広告動画、SNS動画、コンセプトムービー、製品紹介など、デザイン部門での動画制作にもかなり応用できそうです。
ライセンスについて
ローカルでオープンモデルを利用するときは、モデルのライセンスも確認する必要があります。
特に、商用利用、クライアント案件、広告、SNS公開、再配布、サービスへの組み込みなどを行う場合は、必ず最新のライセンス全文を確認します。
オープンウェイトだからといって「何に使っても自由」という意味ではありません。
「AIで作れた」=自由に使える、ではない
モデルのライセンスとは別に、入力した素材についての権利もあります。
人物写真、ブランドロゴ、商品、キャラクター、音源、映像、イラストなどを参照として使用する場合、それぞれに著作権、商標権、肖像権、パブリシティ権などが関係する可能性があります。
そのため実案件では、AIモデルの利用条件だけではなく、入力素材と生成結果の両方を確認する必要があります。
AI生成であることの表示について
AI生成コンテンツについては、サービスの利用規約、モデルのライセンス、利用地域、掲載媒体、企業内ガイドラインなどによって、AI生成であることの表示が必要になる場合があります。
この部分は今後もルールが変わる可能性が高いので、実際に公開する段階で最新情報を確認したほうがよさそうです。
自分用|MiniMax H3を試すときの基本ルール
最後に、自分がMiniMax H3を試すときの基本ルールをまとめておきます。
最初は5秒程度の短い動画、低めの解像度、人物は1人、動きは1つ、カメラワークも1種類程度から始めます。
まず結果を確認し、プロンプトを修正します。
内容が良くなってから解像度や尺を上げ、最後に音声やBGMを調整します。
必要であればPremiere Proへ持っていき、テロップ、編集、カラー、音量などを仕上げます。
最初から完成動画を狙うのではなく、小さくテストして少しずつ完成度を上げるというやり方がよさそうです。
3回分を通してできるようになったこと
第1回ではComfyUIの基本とインストール、第2回ではMiniMax H3モデルの導入、Text to Video、Image to Video、第3回ではReference to Video、参照画像、参照動画、参照音声、プロンプト、高速化、エラー対策まで整理しました。
MiniMax H3は単純に「文章から動画を作る」だけのAIではなく、テキスト、画像、動画、音声などを組み合わせながら、映像、会話、効果音、環境音、音楽などを生成できる可能性を持った動画生成モデルです。

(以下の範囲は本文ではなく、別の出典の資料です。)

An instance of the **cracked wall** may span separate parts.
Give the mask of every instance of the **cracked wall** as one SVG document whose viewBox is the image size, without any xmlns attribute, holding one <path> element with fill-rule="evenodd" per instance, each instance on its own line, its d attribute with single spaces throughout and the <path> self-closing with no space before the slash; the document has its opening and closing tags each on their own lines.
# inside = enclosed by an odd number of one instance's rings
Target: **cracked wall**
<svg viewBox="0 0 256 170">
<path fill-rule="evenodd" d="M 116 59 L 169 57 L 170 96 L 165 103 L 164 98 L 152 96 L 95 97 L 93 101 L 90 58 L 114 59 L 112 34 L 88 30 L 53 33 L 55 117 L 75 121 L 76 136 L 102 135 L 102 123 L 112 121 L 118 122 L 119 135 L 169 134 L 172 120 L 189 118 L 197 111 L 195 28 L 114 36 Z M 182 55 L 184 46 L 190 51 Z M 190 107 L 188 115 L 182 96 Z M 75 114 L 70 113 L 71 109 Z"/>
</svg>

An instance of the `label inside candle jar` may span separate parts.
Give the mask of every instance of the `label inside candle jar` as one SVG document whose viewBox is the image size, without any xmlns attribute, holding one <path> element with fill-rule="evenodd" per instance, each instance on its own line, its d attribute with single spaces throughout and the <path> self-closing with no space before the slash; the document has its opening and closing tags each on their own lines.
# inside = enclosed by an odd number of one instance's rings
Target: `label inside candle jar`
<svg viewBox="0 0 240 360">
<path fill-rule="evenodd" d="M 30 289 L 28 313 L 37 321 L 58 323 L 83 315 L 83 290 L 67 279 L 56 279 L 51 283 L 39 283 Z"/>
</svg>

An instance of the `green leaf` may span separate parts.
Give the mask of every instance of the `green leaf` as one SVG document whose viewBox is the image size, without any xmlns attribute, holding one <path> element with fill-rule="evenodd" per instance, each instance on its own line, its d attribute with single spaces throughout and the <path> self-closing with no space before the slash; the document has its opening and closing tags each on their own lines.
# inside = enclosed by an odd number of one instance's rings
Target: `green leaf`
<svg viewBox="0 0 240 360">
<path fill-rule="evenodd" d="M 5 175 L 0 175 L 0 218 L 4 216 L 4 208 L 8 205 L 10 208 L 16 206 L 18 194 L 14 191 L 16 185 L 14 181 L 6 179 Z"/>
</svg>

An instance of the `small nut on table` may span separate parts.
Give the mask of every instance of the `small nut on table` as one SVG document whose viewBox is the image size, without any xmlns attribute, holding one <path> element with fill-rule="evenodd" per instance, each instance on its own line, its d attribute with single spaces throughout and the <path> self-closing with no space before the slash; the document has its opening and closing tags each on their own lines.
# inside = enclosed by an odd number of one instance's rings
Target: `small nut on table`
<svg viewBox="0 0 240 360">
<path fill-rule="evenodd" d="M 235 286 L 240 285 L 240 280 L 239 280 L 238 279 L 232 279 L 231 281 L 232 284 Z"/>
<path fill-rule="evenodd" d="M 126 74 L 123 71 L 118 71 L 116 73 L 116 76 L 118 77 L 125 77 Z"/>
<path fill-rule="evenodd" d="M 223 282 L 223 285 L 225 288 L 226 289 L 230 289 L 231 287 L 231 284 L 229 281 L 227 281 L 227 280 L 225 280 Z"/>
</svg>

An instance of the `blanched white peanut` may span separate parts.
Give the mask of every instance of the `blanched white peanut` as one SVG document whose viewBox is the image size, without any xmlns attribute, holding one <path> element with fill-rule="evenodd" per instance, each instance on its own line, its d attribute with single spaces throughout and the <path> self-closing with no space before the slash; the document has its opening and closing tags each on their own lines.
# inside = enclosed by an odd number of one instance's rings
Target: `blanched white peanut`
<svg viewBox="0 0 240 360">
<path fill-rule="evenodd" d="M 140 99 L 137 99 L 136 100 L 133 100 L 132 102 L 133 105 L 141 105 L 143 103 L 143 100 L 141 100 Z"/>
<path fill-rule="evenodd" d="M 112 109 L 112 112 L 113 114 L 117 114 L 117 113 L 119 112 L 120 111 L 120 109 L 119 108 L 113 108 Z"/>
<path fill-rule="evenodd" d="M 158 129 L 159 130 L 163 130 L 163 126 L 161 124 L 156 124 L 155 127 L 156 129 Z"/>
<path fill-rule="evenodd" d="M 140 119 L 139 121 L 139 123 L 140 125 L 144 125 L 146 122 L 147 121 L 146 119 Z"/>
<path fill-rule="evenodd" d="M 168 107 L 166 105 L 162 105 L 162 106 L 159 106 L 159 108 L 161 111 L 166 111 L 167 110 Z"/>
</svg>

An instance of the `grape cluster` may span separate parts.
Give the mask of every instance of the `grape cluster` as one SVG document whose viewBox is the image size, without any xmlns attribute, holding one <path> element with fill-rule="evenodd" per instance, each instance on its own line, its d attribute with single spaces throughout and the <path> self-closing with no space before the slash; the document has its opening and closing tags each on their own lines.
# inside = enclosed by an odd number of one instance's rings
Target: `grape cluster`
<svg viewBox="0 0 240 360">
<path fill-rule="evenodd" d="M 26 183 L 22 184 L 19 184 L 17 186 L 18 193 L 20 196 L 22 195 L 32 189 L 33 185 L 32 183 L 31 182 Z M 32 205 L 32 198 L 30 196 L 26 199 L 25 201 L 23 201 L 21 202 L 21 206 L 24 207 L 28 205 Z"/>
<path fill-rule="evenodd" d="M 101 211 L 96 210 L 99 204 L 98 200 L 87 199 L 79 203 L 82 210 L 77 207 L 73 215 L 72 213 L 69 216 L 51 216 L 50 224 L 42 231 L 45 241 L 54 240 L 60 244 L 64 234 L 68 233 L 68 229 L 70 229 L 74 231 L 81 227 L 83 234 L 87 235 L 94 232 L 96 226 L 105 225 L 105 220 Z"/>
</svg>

そしてComfyUIを組み合わせることで、単発のAI生成ではなく、生成AIを使った制作ワークフローそのものを構築できるところが面白いと感じています。
最後に
繰り返しになりますが、この記事は、2026年8月11日時点の情報をもとにChatGPTで作成した、自分用の学習・検証メモです。
内容には、誤り、勘違い、古い情報、今後変更される仕様などが含まれている可能性があります。
そのため、この記事を見ながら実際にComfyUIやMiniMax H3を導入する場合は、MiniMax公式、ComfyUI公式、Hugging Faceなどの最新情報も必ず確認してください。
自分自身もこの記事をベースに実際に環境を構築し、分かったことや間違っていた部分があれば、随時追記・修正していく予定です。